05. Part 2: Overview & Instructions

Part 2: Clinical Application

Now that you have built your pulse rate algorithm and tested your algorithm to know it works, we can use it to compute more clinically meaningful features and discover healthcare trends.

Specifically, you will use 24 hours of heart rate data from 1500 samples to try to validate the well-known trend that average resting heart rate increases up until middle age and then decreases into old age. We'll also see if resting heart rates are higher for women than men. See the trend illustrated in this image:

Follow the steps in the notebook to reproduce this result!

Dataset (CAST)

The data from this project comes from the Cardiac Arrhythmia Suppression Trial (CAST), which was sponsored by the National Heart, Lung, and Blood Institute (NHLBI). CAST collected 24 hours of heart rate data from ECGs from people who have had a myocardial infarction (MI) within the past two years.[1] This data has been smoothed and resampled to more closely resemble PPG-derived pulse rate data from a wrist wearable.[2]
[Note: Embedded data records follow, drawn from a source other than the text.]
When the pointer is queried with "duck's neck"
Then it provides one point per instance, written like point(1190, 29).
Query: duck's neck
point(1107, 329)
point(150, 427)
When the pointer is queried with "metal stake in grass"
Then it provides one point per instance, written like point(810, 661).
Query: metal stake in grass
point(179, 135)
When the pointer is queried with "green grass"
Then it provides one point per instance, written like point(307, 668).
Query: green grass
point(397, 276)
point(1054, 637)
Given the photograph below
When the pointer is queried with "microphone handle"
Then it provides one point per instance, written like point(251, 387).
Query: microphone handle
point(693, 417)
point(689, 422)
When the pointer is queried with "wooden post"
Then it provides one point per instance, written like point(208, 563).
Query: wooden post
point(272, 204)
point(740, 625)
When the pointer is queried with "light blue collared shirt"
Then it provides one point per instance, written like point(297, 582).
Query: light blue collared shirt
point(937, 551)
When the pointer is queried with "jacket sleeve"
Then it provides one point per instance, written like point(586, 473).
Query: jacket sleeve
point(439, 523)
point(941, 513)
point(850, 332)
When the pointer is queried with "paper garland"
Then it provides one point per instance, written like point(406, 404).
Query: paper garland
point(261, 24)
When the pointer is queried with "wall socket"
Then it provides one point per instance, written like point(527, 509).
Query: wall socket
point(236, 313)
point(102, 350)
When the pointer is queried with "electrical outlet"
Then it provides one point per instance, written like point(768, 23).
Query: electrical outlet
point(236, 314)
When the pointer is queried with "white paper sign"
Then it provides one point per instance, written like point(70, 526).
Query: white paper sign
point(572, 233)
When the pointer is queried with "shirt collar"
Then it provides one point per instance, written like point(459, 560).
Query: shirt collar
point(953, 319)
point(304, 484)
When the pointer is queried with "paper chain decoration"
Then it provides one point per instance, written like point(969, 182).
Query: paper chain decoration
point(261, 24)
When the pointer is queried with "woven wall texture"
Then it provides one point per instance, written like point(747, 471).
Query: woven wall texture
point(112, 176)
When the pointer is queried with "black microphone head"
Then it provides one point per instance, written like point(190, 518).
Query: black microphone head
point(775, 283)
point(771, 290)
  1. CAST RR Interval Sub-Study Database Citation - Stein PK, Domitrovich PP, Kleiger RE, Schechtman KB, Rottman JN. Clinical and demographic determinants of heart rate variability in patients post-myocardial infarction: insights from the Cardiac Arrhythmia Suppression Trial (CAST). Clin Cardiol 23(3):187-94; 2000 (Mar)
  2. Physionet Citation - Goldberger AL, Amaral LAN, Glass L, Hausdorff JM, Ivanov PCh, Mark RG, Mietus JE, Moody GB, Peng C-K, Stanley HE. PhysioBank, PhysioToolkit, and PhysioNet: Components of a New Research Resource for Complex Physiologic Signals (2003). Circulation. 101(23):e215-e220.

Instructions

Offline Instructions

  1. Clone the project starter repo here. (Note: This is the same repo as Part 1 of the Final Project, you can skip this step if you already cloned this repo)
  2. Open up the clinical_app_starter.ipynb in a local program (e.g., spyder IDE, Jupyter Notebooks, etc. which you can find more detailed instructions in the Introduction to Wearables Lesson's Developer's Workflow Concept.)
  3. You are ready to complete Part 2 of the Final Project.

Note: Confirm that the packages scipy is version 1.2.0+ and seaborn is version 0.10.0+. You can do this by opening a new terminal and typing conda list and confirm the versioning is appropriate.

Online Instructions

  1. You should head to the next Concept Clinical Application.
  2. Confirm that the clinical_app_starter.ipynbis open and you are ready to complete Part 2 of the Final Project.

Additional Project Reviewer Specific Instructions [REMOVE WHEN WORKSPACE IS UPDATED]

This following section of info is only if you, the project reviewer, are planning on completing the project in the provided workspaces.

  1. You will have to click on the Jupyter Notebook Logo at the top left.
  2. Open a new terminal.
  3. Update the seaborn package.
conda install seaborn=0.10.0
conda list seaborn

You confirm that seaborn is 0.10.0.

  1. Shutdown the clinical_app_starter.ipynb by clicking the checkbox next to the file. A tool bar will appear near the top with the option to Shutdown the notebook. Click the Shutdown button to proceed.
  2. Open up the clinical_app_starter.ipynb.